With the aim of examining the causes of this shift in earning, the Organisation for Economic Co-operation and Development, known as the OECD, recently published a lengthy book on the subject, titled Divided We Stand: Why Inequality Keeps Rising. Despite a wealth of data presented in the tome, the authors of the study largely failed to explain why, in fact, inequality keeps rising.
First, they focus largely on the relatively high wages of the 90th percentile of earners to that of the 10th percentile, which misses the fact that much of the increase in inequality was well above the 90th percentile. Again, with the United States as an example, growth in wages at the 90th percentile of wages only just kept pace with the overall average. Ninety percent of the distribution failed to keep up.
Though the OECD study does devote some time to discussion of inequality at the very top--including compensation in the financial sector--they do not draw any connection between what happened at the very top to what they observed in the broader economy. To some extent, increasing inequality between the 90th and 10th percentiles reflects the former shielding itself more effectively from the redistribution to the 99th percentile.

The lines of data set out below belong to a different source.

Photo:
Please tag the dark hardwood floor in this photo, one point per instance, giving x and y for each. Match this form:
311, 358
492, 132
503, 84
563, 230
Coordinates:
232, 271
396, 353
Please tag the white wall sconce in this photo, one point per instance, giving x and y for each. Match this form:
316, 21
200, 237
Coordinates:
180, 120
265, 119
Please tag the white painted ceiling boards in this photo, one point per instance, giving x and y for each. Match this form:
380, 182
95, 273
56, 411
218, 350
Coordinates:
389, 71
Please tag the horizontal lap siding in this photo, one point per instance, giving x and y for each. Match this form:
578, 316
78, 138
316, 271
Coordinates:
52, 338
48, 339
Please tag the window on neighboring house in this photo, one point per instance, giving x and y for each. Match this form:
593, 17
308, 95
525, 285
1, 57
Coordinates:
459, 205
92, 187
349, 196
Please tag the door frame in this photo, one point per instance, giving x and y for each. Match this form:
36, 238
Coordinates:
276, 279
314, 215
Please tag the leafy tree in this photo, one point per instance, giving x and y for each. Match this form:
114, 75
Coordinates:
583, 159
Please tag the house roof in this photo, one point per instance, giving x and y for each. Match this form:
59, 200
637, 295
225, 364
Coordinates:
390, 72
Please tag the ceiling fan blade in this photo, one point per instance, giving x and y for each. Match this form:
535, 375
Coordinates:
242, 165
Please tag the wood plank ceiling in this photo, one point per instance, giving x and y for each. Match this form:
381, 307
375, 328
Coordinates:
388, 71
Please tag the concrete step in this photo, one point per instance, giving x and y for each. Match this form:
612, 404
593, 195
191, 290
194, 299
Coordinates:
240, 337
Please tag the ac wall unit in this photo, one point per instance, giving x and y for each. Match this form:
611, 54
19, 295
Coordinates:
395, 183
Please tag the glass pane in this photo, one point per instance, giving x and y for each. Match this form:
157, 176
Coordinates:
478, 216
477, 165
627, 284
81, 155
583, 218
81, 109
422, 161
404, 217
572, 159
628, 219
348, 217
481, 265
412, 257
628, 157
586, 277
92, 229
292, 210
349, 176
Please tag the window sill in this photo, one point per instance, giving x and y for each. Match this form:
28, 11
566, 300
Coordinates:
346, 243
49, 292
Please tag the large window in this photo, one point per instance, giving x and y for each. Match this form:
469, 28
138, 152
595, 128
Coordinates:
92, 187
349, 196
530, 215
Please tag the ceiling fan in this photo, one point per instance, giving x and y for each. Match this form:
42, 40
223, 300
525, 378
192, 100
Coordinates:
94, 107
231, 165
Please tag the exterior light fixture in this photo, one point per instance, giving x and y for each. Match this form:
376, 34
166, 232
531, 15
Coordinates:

On the other hand, they do find that increased post-secondary education was a significant equalizing factor. This is the flip side of the top-income effect, as a more educated workforce created increased competition for higher (but not necessarily very high) paying work.

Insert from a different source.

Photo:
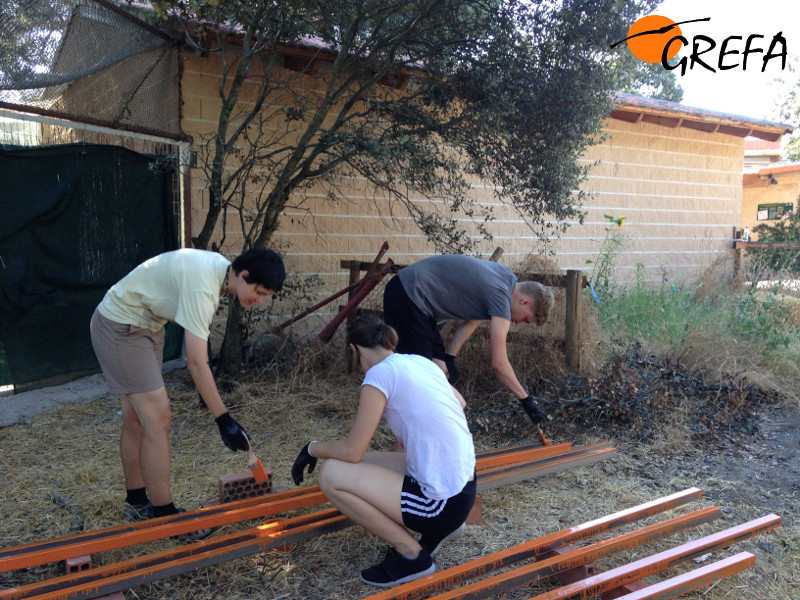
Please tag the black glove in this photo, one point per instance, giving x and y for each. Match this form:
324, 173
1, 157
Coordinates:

So if not the incomes of the very top, to what does the OECD attribute the increase in inequality? In large part, the authors find that the deterioration of certain institutions and policies are to blame. They report that falling union coverage, weakened product market and employment protection regulation, and shrinking tax wedges have all contributed to increased inequality.

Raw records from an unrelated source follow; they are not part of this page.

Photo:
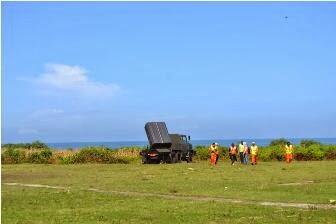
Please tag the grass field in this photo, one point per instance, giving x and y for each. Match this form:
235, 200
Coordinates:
168, 193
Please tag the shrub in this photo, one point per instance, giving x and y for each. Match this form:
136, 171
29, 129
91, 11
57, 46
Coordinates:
11, 155
271, 153
38, 145
309, 142
278, 142
313, 152
40, 156
202, 153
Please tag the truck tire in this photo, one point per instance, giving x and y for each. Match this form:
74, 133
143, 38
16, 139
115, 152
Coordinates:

The authors then attribute much of the increase in inequality to technology. Unfortunately, their chosen measure is the cyclical component of business spending on research and development. Though their analysis points to their measure as a statistically significant factor, it is difficult to explain a decades-long trend with a variable that by construction should be unchanged over the business cycle. In fact, working from the OECDs' data, we found that the trend in research and development spending over this period explained none of the rise in inequality.
If increased post-secondary education is not offsetting technology, as the authors suggest, but only weakened institutions, then we still require an explanation for the increase in inequality in recent decades. Our reproduction of the OECD analysis shows that the combination of all explained effects in the model is likely equalizing on balance, leaving the trend of increased inequality entirely unexplained. In other words, while the OECD finds there are some factors that contribute to inequality and other factors that equalize wages, they failed to explain the shift in incomes toward the top.
Our analysis suggests alternatively that increased financial sector compensation has been an important driver of inequality. Quite apart from this finding, it is unfortunate that the authors of the OECD study appear to have missed their own story. Perhaps in the future we will see less blame on "technology" and greater attention paid to other factors that may contribute to inequality--such as the large rents that are earned by bankers operated in a bloated financial system.